Overview of Geospatial Data
Concept Procedure

Geospatial data is organized as follows:

The data hierarchy

Geospatial data is stored in a hierarchical fashion, like a set of tables: each row within a table is an individual feature, and each column is a property of that feature. The entire table (including its name, column names, data types, default values, and constraints) represents a feature class. The set of related tables is called a schema, and the entire collection of data resides in a data store.

For example, you might use a data store such as Oracle, which can encompass multiple schemas. The database might define the utilities for a town, with schemas for different types of utilities, such as electrical and water. The electrical schema would include feature classes for utility poles and boxes, while the water schema would include feature classes for pipes and hydrants.


Each feature class has properties that define it. The Pole feature class would have properties such as identification number, name, model, material, height, installation date, and so on. The properties that define a feature class can have data types, default values, and constraints. These can help ensure that a feature meets certain criteria in order to be included in a particular feature class. For example, the “Large Roads” feature class can include a field called “Lanes.” The constraint for “Lanes” can specify that its value must be six or higher in order for a road to be included in the “Large Roads” feature class.

Data stores

Features can be stored in a spatial database (such as Oracle, MySQL, or SQLServer), or in the ESRI ArcSDE data store, which can use either an Oracle- or SQL Server-based spatial database. Features can be stored in a file (such as SHP or SDF). Related SHP files might be stored in a folder.

Features can be accessed from a web-based service (such as WFS or WMS). AutoCAD Map 3D also supports ODBC (Open Database Connectivity), a standardized interface for accessing a database from a program.

A data store usually contains a spatial context, which describes the spatial metadata or parameters within which geometry for a collection of features resides. The spatial context can specify the coordinate system, extents, and tolerance. A data store can include multiple spatial contexts, for example, one context for ground-based data and another context for schematic data.

For more information about features, feature classes, and schemas (including diagrams that illustrate these concepts), see “What Are Features?” and “What is a Schema?” in Best Practices for Managing Geospatial Data, available from the Help menu in AutoCAD Map 3D.
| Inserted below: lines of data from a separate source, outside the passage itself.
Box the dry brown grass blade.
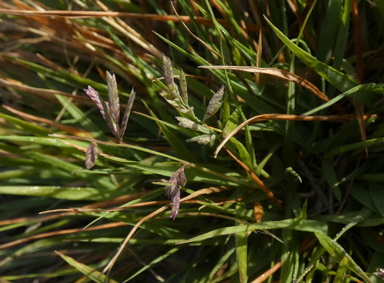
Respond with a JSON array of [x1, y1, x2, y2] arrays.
[[253, 202, 263, 223], [2, 105, 93, 137], [199, 65, 329, 101], [40, 199, 218, 215], [102, 186, 229, 277], [0, 214, 60, 226], [223, 146, 282, 209], [0, 222, 127, 250], [84, 191, 153, 209], [0, 9, 266, 33], [94, 0, 161, 58], [255, 31, 262, 84], [214, 113, 377, 158], [250, 261, 282, 283], [0, 76, 93, 105]]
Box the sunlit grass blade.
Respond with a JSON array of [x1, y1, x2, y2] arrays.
[[315, 233, 372, 283], [56, 251, 118, 283], [123, 247, 179, 282], [236, 203, 248, 283], [178, 219, 328, 244], [264, 16, 358, 92], [0, 186, 118, 201]]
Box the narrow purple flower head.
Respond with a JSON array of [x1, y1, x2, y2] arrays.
[[165, 166, 187, 220]]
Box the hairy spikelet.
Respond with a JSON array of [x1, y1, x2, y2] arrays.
[[120, 88, 136, 142], [165, 175, 178, 198], [159, 54, 198, 119], [178, 167, 187, 186], [165, 166, 187, 220], [106, 71, 120, 125], [176, 117, 210, 134], [169, 82, 181, 100], [161, 53, 174, 86], [203, 85, 225, 121], [179, 107, 194, 114], [159, 89, 172, 100], [170, 189, 180, 220], [84, 86, 107, 117], [85, 140, 99, 169], [84, 86, 120, 139], [186, 134, 216, 146], [374, 269, 384, 280]]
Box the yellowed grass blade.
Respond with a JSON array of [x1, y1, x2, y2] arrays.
[[214, 113, 377, 158], [200, 65, 330, 102]]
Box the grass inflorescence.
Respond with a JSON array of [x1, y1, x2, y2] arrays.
[[1, 1, 384, 282]]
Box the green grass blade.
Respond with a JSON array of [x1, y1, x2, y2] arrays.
[[315, 233, 372, 283], [325, 137, 384, 158], [56, 251, 118, 283], [374, 0, 384, 18], [208, 247, 236, 281], [123, 247, 179, 282], [317, 0, 343, 64], [334, 256, 348, 283], [0, 186, 117, 201], [303, 83, 384, 115], [264, 17, 358, 92], [0, 112, 51, 136], [236, 203, 248, 283], [178, 219, 328, 244]]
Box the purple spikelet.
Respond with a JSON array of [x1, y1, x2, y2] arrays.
[[85, 140, 99, 169], [203, 85, 225, 122], [170, 189, 180, 220], [374, 269, 384, 280], [120, 88, 136, 142], [165, 166, 187, 220], [84, 86, 120, 139], [178, 168, 187, 186]]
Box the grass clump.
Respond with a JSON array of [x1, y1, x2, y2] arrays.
[[1, 1, 384, 283]]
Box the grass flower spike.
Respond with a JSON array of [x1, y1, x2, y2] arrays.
[[84, 85, 119, 139], [203, 85, 225, 122], [84, 72, 136, 145], [165, 166, 187, 220], [85, 140, 99, 169], [106, 71, 120, 126]]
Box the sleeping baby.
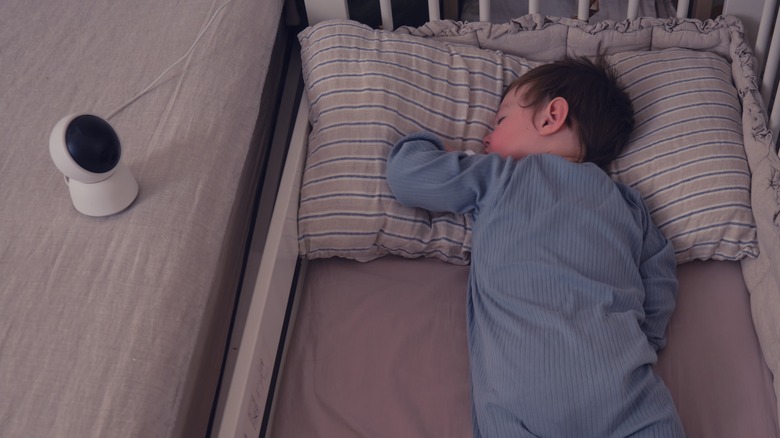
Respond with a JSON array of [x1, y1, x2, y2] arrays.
[[386, 57, 685, 437]]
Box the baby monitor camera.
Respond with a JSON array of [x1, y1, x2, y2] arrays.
[[44, 0, 235, 217], [49, 114, 138, 217]]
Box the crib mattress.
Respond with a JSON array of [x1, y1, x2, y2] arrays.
[[271, 256, 780, 437], [0, 0, 283, 436]]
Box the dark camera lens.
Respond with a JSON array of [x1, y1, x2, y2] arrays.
[[65, 115, 121, 174]]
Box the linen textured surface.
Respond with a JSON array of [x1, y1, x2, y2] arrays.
[[297, 17, 757, 265], [0, 0, 282, 436]]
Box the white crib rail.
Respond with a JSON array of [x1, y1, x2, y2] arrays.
[[479, 0, 490, 21], [755, 0, 780, 139], [528, 0, 540, 16], [379, 0, 393, 30], [304, 0, 692, 30], [305, 0, 348, 26], [215, 93, 310, 438], [676, 0, 690, 18], [753, 0, 777, 70], [305, 0, 695, 30]]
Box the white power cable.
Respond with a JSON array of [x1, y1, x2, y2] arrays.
[[106, 0, 234, 120]]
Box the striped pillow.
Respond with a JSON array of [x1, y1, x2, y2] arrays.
[[607, 49, 757, 262], [297, 21, 531, 264], [297, 20, 757, 264]]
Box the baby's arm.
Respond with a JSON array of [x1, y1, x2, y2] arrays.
[[637, 203, 678, 352], [386, 132, 503, 214]]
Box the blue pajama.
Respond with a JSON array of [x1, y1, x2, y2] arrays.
[[386, 132, 684, 437]]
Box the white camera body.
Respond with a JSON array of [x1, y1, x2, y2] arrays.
[[49, 114, 138, 217]]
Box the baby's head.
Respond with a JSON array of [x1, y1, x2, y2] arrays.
[[483, 56, 634, 168]]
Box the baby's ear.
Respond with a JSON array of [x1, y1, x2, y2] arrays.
[[539, 97, 569, 135]]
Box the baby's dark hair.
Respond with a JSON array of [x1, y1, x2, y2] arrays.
[[504, 56, 634, 168]]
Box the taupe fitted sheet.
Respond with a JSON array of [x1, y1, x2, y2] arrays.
[[271, 256, 779, 437], [0, 1, 283, 436]]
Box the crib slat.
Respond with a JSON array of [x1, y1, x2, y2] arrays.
[[379, 0, 393, 30], [303, 0, 349, 24], [628, 0, 640, 19], [479, 0, 490, 21], [428, 0, 440, 21], [770, 90, 780, 142], [676, 0, 690, 18], [528, 0, 540, 14], [577, 0, 589, 20], [755, 0, 778, 73], [761, 5, 780, 106]]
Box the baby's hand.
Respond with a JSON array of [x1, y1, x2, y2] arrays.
[[444, 143, 479, 156]]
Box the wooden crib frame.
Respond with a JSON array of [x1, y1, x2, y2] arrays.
[[213, 0, 780, 436]]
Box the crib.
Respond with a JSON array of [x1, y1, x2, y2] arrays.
[[215, 0, 780, 437]]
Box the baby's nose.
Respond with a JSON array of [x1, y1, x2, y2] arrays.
[[483, 133, 491, 146]]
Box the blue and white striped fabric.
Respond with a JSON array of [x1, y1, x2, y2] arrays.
[[607, 49, 757, 262], [298, 20, 533, 264], [297, 19, 758, 265]]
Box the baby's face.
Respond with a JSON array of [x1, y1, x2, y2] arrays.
[[482, 87, 546, 159], [482, 86, 581, 162]]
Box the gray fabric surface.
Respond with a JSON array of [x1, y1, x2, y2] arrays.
[[0, 0, 282, 436]]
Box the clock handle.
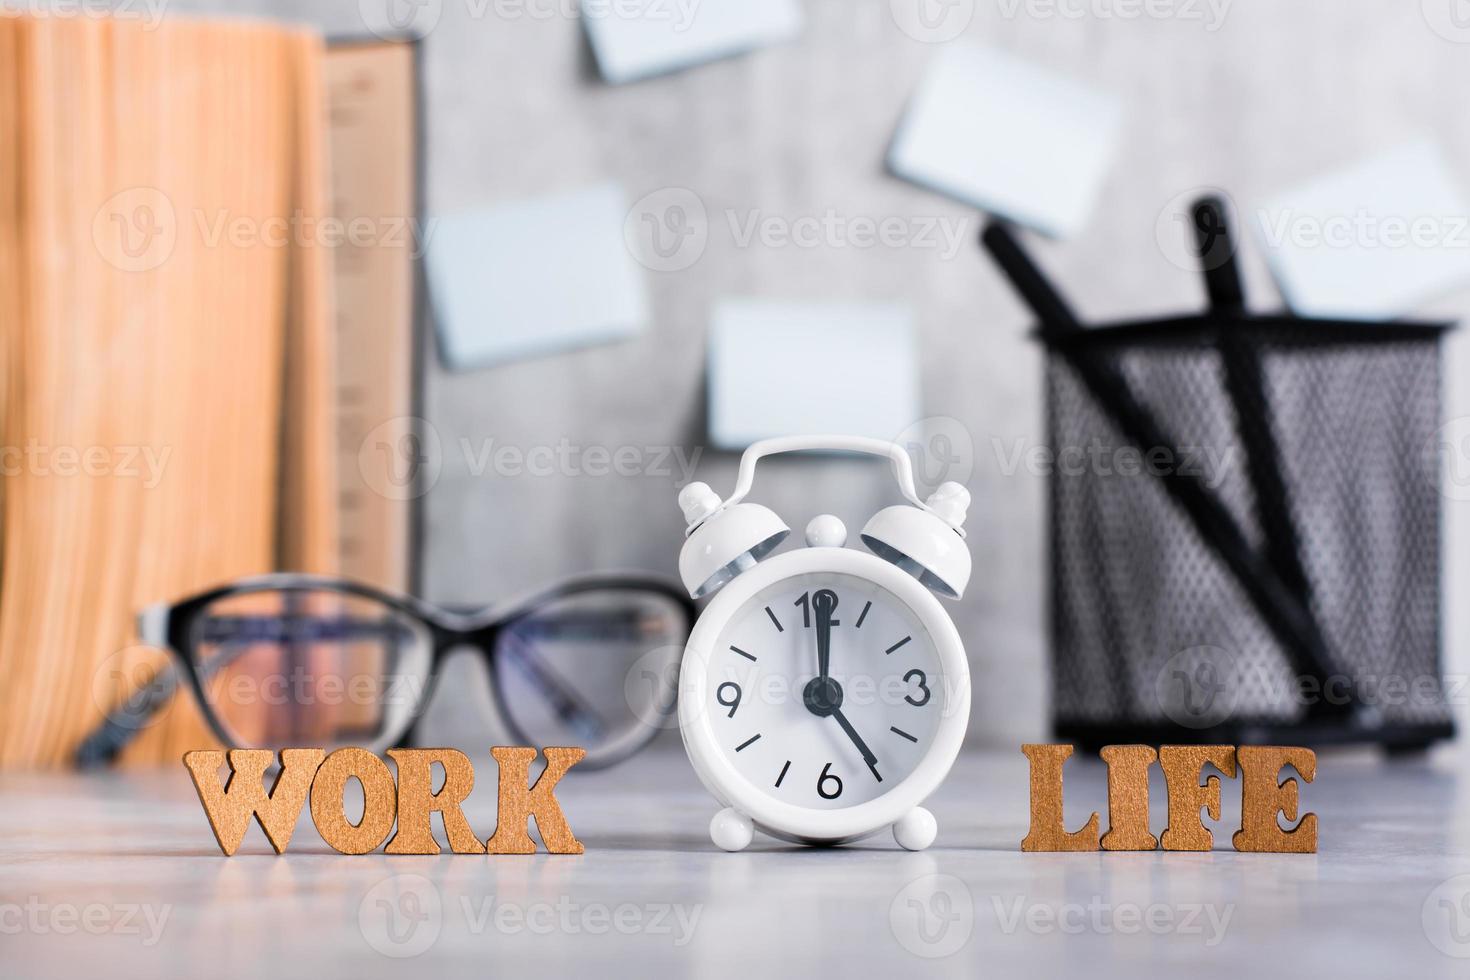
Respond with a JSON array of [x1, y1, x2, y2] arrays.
[[726, 435, 930, 513]]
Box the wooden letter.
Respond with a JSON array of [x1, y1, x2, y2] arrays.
[[1232, 746, 1317, 853], [1020, 744, 1100, 852], [309, 747, 398, 855], [1159, 745, 1236, 851], [184, 748, 324, 856], [485, 746, 586, 855], [1100, 745, 1158, 851], [385, 748, 485, 855]]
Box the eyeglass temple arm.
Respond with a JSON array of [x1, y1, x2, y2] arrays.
[[75, 611, 265, 767], [498, 631, 609, 740], [74, 659, 181, 768]]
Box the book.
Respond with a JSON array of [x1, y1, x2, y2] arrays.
[[0, 12, 339, 768]]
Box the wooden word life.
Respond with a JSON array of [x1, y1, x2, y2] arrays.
[[1021, 744, 1317, 854], [183, 746, 586, 857]]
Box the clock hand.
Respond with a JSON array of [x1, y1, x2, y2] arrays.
[[831, 706, 881, 783], [802, 605, 879, 783], [813, 589, 837, 681]]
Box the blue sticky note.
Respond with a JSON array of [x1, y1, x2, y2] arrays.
[[889, 43, 1123, 239], [581, 0, 802, 84], [426, 183, 649, 370], [708, 300, 921, 450], [1256, 142, 1470, 320]]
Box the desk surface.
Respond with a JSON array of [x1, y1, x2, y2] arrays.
[[3, 746, 1469, 978]]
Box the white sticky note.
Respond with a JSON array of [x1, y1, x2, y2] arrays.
[[708, 300, 920, 450], [581, 0, 802, 84], [888, 43, 1123, 239], [1256, 142, 1470, 320], [426, 183, 649, 370]]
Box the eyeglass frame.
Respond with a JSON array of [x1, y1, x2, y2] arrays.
[[77, 572, 696, 770]]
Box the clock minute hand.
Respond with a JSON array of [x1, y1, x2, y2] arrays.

Working with features in your map

To add a feature to your map, you connect to its data store and select the feature classes to include. After you connect to a data store in AutoCAD Map 3D, that data store is a feature source for the current map. Feature sources are listed by provider (for example, all SDF feature sources are listed together in Data Connect). Each feature class you add becomes a feature layer in your map. You can apply filters and spatial queries to the layers to show only some of the features within that layer. Filters are based on attributes, and queries are based on spatial location.